London, Berlin - und hier

Der italienische Spezialitätenladen hat zugemacht, an seiner Stelle hat ein todschicker italienischer Eissalon aufgemacht - oder sind das die gleichen Betreiber, die nur ihre Businessstrategie geändert haben? Wie der italienische Laden sich so lange halten konnte, war mir sowieso schon immer ein Rätsel - monatelang standen da die gleichen verstaubten Panettone-Boxen im Schaufenster. Das Pommes-heiße-Hähnchen-Bistro, in dem wir schon als Kind Fritten gegessen haben, ist noch immer da. Der Araber, der vor ein paar Jahren aufgemacht hat und halal Fleisch verkauft hat, scheint sich nicht gehalten zu haben.
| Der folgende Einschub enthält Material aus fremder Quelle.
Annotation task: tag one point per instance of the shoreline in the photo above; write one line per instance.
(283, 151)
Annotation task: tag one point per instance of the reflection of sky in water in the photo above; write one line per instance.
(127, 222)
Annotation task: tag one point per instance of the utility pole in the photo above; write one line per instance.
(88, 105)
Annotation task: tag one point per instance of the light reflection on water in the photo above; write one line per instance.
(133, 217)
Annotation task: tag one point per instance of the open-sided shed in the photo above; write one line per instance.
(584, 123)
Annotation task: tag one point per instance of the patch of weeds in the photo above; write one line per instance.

Dafür glaube ich meinen Augen nicht trauen zu können, als ich ein Pommes-Hamburger-Bistro sehe, das laut Schaufensteraufschrift halal Burger zubereitet. Wow. So was kenne ich aus London und Berlin - hier gab es so was bisher nicht.
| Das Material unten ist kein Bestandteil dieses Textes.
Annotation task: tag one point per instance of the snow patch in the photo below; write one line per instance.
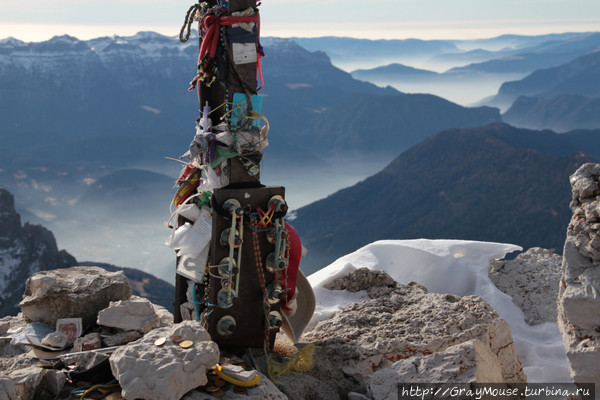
(456, 267)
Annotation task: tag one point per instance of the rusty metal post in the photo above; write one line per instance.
(247, 313)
Indisch-deutscher Soul im türkischen Resto

Das türkische Resto, in dem wir schließlich essen, ist in alewitischer Hand. In den anderthalb Stunden, die wir dort zusammen sitzen, kommen nach und nach mehr Gäste, bis wirklich alle Tische belegt sind. Es sind junge Leute, viele Studenten, aber auch Familien mit kleinen Kindern, an einem Tisch sitzen zwei ältere türkische Männer. An den orange gestrichenen Wänden hängen Schwarz-Weiß-Fotografien von Menschen in der Türkei. Als Teil eines Kunstprojekts, das zurzeit im Viertel stattfindet, singt hier heute Abend eine junge deutsch-indische Frau, die lange Jahre in Schweden gelebt hat. Die Musik ist toll - irgendwas zwischen Soul, Deutsch-Pop und Elektro-Pop. 

Hier hab ich mal gewohnt

Hier habe ich mal gewohnt. Es ist lange genug her, dass ich noch weiß, wie es früher war, aber kurz genug, dass es immer noch vertraut ist.